And it's true -- over the summer I made New York my home. After nearly every full day of work at my internship's midtown office, I took the F train back to my Lower East Side dorm room, charging my phone and reapplying my lipstick before walking to my street of NoLita restaurants. I read New York newspapers and New York magazines, watched New York movies and imagined myself as every New York woman I'd grown up wanting to be some variation of -- from Jenna Lyons, Tina Fey, and the nameless legions of super chic women of the Hearst building whose heels click-clacked across the tile floors, to Carrie Bradshaw and the Sally Harry met in Rob Reiner's seminal romantic comedy.

But in Boston I'm an interloper, foreign in the same way so many of us are to the cities and towns we go to school in. I don't digest and internalize the news of this city in the same way I have with my hometown. I don't identify with its accents or recall its landmarks so quickly.

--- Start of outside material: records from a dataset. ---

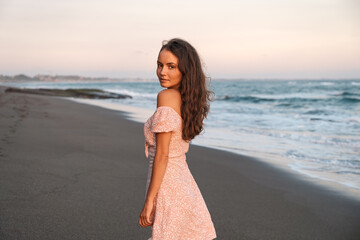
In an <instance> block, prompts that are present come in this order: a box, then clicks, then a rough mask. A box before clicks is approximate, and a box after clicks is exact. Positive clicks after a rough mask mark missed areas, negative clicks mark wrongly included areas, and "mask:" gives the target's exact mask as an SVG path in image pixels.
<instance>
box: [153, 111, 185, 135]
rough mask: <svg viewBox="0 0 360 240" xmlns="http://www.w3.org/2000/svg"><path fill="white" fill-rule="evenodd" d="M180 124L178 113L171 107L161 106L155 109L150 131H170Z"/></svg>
mask: <svg viewBox="0 0 360 240" xmlns="http://www.w3.org/2000/svg"><path fill="white" fill-rule="evenodd" d="M180 124H181V118H180V115H179V114H178V113H177V112H176V111H175V110H174V109H173V108H171V107H167V106H161V107H158V108H157V109H156V112H155V113H154V116H153V120H152V123H151V128H150V131H151V132H153V133H159V132H172V131H174V130H175V129H176V128H178V127H179V126H180Z"/></svg>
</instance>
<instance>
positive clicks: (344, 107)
mask: <svg viewBox="0 0 360 240" xmlns="http://www.w3.org/2000/svg"><path fill="white" fill-rule="evenodd" d="M6 85H11V86H15V87H28V88H39V87H43V88H61V89H64V88H98V89H103V90H106V91H110V92H115V93H123V94H128V95H131V96H132V97H133V98H132V99H118V100H115V99H111V100H78V101H79V102H84V103H90V104H95V105H100V106H103V107H110V108H115V109H116V108H117V107H116V106H119V108H118V109H123V110H124V109H125V110H127V109H131V111H133V114H135V115H133V116H134V117H133V120H136V121H139V122H144V120H145V119H146V118H147V117H149V116H150V115H151V114H152V112H153V111H154V110H155V109H156V96H157V93H158V92H159V91H161V89H162V88H161V87H160V85H159V83H158V82H152V81H138V82H134V81H128V82H127V81H121V82H120V81H116V82H111V81H110V82H54V83H49V82H31V83H7V84H6ZM210 89H211V90H212V91H213V92H214V93H215V97H214V101H213V102H212V103H211V110H210V114H209V116H208V118H207V119H206V120H205V131H204V133H203V134H201V135H200V136H198V137H197V138H195V139H194V140H193V141H192V144H198V145H203V146H207V147H212V148H216V149H222V150H226V151H231V152H234V153H239V154H243V155H248V156H252V157H256V158H258V159H260V160H261V161H265V162H268V163H270V164H274V165H276V166H279V167H281V168H283V169H285V170H286V171H289V172H292V173H294V174H300V175H302V176H304V177H305V176H306V178H309V177H310V178H311V179H313V180H314V181H317V182H320V183H325V184H333V185H335V186H337V187H338V188H344V189H345V190H346V189H348V190H353V191H355V192H357V193H358V194H359V195H358V196H360V79H358V80H212V81H211V82H210ZM124 106H127V107H129V108H124ZM137 116H138V117H137ZM139 116H140V117H139ZM141 116H142V117H141ZM219 161H221V159H219Z"/></svg>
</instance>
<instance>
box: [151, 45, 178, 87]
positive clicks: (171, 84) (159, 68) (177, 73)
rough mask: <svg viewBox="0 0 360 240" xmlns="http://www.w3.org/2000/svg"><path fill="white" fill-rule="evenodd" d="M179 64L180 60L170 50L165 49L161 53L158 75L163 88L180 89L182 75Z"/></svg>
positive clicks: (157, 72) (157, 64)
mask: <svg viewBox="0 0 360 240" xmlns="http://www.w3.org/2000/svg"><path fill="white" fill-rule="evenodd" d="M178 63H179V60H178V58H177V57H176V56H175V55H174V54H173V53H172V52H170V51H169V50H166V49H164V50H162V51H161V52H160V53H159V57H158V61H157V69H156V74H157V76H158V78H159V81H160V85H161V86H162V87H164V88H171V89H178V88H179V86H180V82H181V78H182V74H181V72H180V69H179V66H178Z"/></svg>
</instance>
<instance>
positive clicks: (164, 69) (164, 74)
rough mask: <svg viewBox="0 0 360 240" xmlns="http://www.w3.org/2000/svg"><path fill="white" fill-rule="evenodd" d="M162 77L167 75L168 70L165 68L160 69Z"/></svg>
mask: <svg viewBox="0 0 360 240" xmlns="http://www.w3.org/2000/svg"><path fill="white" fill-rule="evenodd" d="M160 75H166V70H165V68H164V67H163V68H161V69H160Z"/></svg>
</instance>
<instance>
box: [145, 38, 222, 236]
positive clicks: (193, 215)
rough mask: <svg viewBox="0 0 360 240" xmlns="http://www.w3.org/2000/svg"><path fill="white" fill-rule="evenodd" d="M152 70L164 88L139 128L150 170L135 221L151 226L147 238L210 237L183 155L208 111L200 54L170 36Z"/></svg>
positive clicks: (210, 224)
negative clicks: (169, 39)
mask: <svg viewBox="0 0 360 240" xmlns="http://www.w3.org/2000/svg"><path fill="white" fill-rule="evenodd" d="M156 73H157V76H158V78H159V81H160V84H161V86H162V87H164V88H166V89H164V90H162V91H161V92H160V93H159V94H158V96H157V109H156V111H155V113H154V114H153V115H152V116H151V117H150V118H149V119H148V120H147V122H146V123H145V126H144V134H145V154H146V157H147V158H148V160H149V174H148V181H147V186H146V200H145V204H144V207H143V210H142V211H141V213H140V217H139V224H140V225H141V226H142V227H148V226H152V237H151V238H150V239H152V240H181V239H186V240H189V239H197V240H200V239H202V240H210V239H214V238H216V232H215V229H214V225H213V222H212V220H211V216H210V213H209V211H208V209H207V206H206V204H205V202H204V199H203V197H202V195H201V192H200V190H199V188H198V186H197V184H196V182H195V180H194V178H193V176H192V175H191V173H190V170H189V168H188V165H187V162H186V156H185V153H186V152H187V151H188V149H189V142H190V141H191V140H192V139H193V138H194V137H195V136H197V135H198V134H200V132H201V131H202V130H203V120H204V118H205V117H206V116H207V114H208V112H209V101H210V94H211V92H210V91H209V90H207V88H206V82H205V80H206V77H205V74H204V72H203V70H202V66H201V61H200V58H199V56H198V54H197V52H196V50H195V49H194V47H193V46H191V45H190V44H189V43H188V42H186V41H184V40H181V39H172V40H170V41H168V42H166V43H165V44H163V46H162V47H161V49H160V52H159V56H158V60H157V70H156Z"/></svg>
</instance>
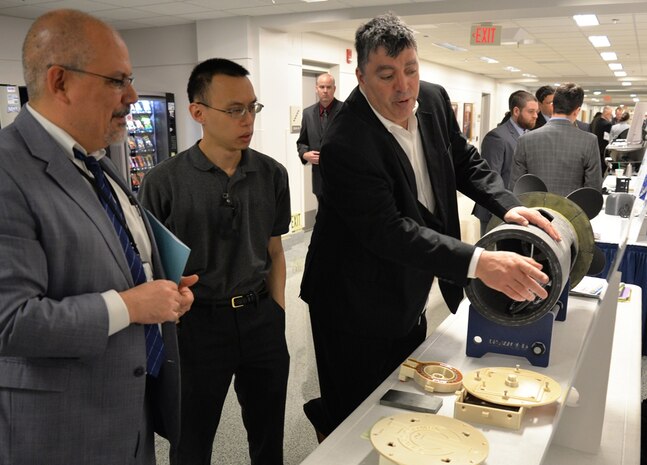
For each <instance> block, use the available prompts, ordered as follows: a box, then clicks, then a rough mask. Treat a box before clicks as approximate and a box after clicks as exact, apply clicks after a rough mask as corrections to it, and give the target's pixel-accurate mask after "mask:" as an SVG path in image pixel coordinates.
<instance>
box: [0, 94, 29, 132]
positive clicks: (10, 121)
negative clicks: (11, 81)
mask: <svg viewBox="0 0 647 465" xmlns="http://www.w3.org/2000/svg"><path fill="white" fill-rule="evenodd" d="M26 102H27V88H26V87H24V86H16V85H12V84H0V128H4V127H5V126H9V125H10V124H11V123H13V120H14V119H16V116H18V113H20V108H21V107H22V106H23V105H24V104H25V103H26Z"/></svg>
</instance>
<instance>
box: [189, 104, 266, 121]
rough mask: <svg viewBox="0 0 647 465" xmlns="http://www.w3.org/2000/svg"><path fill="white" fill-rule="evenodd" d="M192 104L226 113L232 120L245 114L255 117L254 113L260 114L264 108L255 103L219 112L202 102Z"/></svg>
mask: <svg viewBox="0 0 647 465" xmlns="http://www.w3.org/2000/svg"><path fill="white" fill-rule="evenodd" d="M194 103H197V104H198V105H202V106H203V107H207V108H211V109H212V110H216V111H220V112H222V113H227V114H228V115H229V116H230V117H232V118H234V119H241V118H242V117H243V116H245V115H246V114H247V113H250V114H252V115H255V114H256V113H260V112H261V110H262V109H263V107H264V106H265V105H263V104H262V103H258V102H256V103H252V104H251V105H249V106H247V107H234V108H230V109H229V110H221V109H220V108H214V107H212V106H209V105H207V104H206V103H203V102H194Z"/></svg>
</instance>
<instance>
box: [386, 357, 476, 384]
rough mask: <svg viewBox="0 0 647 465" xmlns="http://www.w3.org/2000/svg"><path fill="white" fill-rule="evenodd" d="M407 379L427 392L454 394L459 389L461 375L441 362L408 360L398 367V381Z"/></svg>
mask: <svg viewBox="0 0 647 465" xmlns="http://www.w3.org/2000/svg"><path fill="white" fill-rule="evenodd" d="M408 378H413V380H414V381H415V382H416V383H418V384H419V385H420V386H422V387H423V388H424V389H425V391H428V392H454V391H456V390H458V389H460V388H461V384H462V382H463V374H462V373H461V372H460V371H458V370H457V369H456V368H454V367H452V366H450V365H447V364H446V363H442V362H420V361H418V360H416V359H413V358H410V359H408V360H407V361H405V362H404V363H403V364H402V365H401V366H400V374H399V375H398V379H399V380H400V381H406V380H407V379H408Z"/></svg>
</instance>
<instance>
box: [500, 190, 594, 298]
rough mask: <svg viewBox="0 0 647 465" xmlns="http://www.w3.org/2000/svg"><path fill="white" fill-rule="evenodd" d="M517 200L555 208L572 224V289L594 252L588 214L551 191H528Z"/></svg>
mask: <svg viewBox="0 0 647 465" xmlns="http://www.w3.org/2000/svg"><path fill="white" fill-rule="evenodd" d="M519 200H520V201H521V202H522V203H523V204H524V205H525V206H526V207H528V208H547V209H550V210H555V211H556V212H558V213H560V214H561V215H562V216H563V217H564V218H566V219H567V220H568V221H569V222H570V223H571V224H572V225H573V228H574V229H575V233H576V234H577V242H578V253H577V258H576V259H575V263H574V264H573V268H572V270H571V274H570V280H571V283H570V286H571V289H572V288H573V287H574V286H575V285H577V283H579V282H580V281H581V280H582V278H583V277H584V276H586V273H587V272H588V271H589V267H590V266H591V261H592V260H593V254H594V253H595V247H596V246H595V239H594V237H593V228H592V227H591V222H590V221H589V217H588V215H587V214H586V213H585V212H584V210H582V208H581V207H580V206H579V205H577V204H576V203H575V202H573V201H571V200H569V199H567V198H566V197H562V196H561V195H557V194H553V193H551V192H528V193H526V194H521V195H519ZM488 226H489V225H488Z"/></svg>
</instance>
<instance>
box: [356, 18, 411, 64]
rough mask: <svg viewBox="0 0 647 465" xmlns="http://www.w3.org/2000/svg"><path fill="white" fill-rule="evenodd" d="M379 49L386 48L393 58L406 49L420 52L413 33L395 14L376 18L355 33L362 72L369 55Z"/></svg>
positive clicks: (370, 21) (400, 19) (356, 42)
mask: <svg viewBox="0 0 647 465" xmlns="http://www.w3.org/2000/svg"><path fill="white" fill-rule="evenodd" d="M379 47H384V48H385V50H386V54H387V55H388V56H390V57H392V58H395V57H397V56H398V55H399V54H400V52H402V50H404V49H405V48H413V49H414V50H418V45H417V44H416V39H415V38H414V37H413V31H412V30H411V29H410V28H409V27H408V26H407V25H406V24H404V23H403V22H402V20H401V19H400V18H398V17H397V16H395V15H394V14H393V13H387V14H384V15H380V16H376V17H375V18H373V19H371V20H370V21H369V22H367V23H366V24H362V25H361V26H360V27H359V28H358V29H357V32H355V50H356V51H357V67H358V68H359V70H360V71H362V72H363V71H364V67H365V66H366V63H368V55H369V54H370V53H371V52H375V51H376V50H377V49H378V48H379Z"/></svg>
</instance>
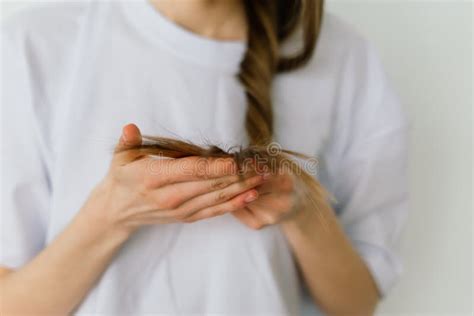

I'm surrounded by students that have lived, studied, and pulled all-nighters in buildings situated directly across the street from the Boston Common, but whose diction reveals how new they are to the area when they erroneously describe spending a day sunbathing "in" the Common as opposed to "on" it.

I'm not trying to be persnickety -- there's more to living in this (or any other) city than being able to know and use the correct subject verb agreement that applies its most famous park. But I do think that Medford resident Kim Costa -- who made headlines when she ranted about college students in Boston being "posers" and "interlopers" in a video posted to YouTube last month--had a point. As college students, we are but visitors to an often-foreign land.

Whether they are desolate college towns or bustling metropolises, the cities and towns that serve as our college-town homes are only ours temporarily, a third place in between the cities with the homes we grew up in and the future meccas with the homes we'll build for ourselves. We are some sort of interloper, an earnest one, with a shiny MacBook and a mind open to experience, at once exploring, filming, studying, and partying in neighborhoods and communities that we have no right to, and might never return.

It's important to be aware of this distinct sort of privilege, especially as students descend on places and spaces to try and fail and hone their craft. No matter the tuition or the selectivity of the institution in question, the cities that house our schools' campuses open their streets to allow hoards of eager freshmen -- almost too ready to Google search until they settle on a favorite local burger joint or independent bookstore -- in. It's incumbent upon us to recognize what we are asking of these "training" communities that prepare us for the rest of our lives.

So Boston isn't New York, but it's time for me to realize that it doesn't have to be. As seemingly distant graduation dates (and impending moves to wherever we find jobs) loom closer on our generation's calendars, it's important to appreciate the glorious impermanence of our college homes.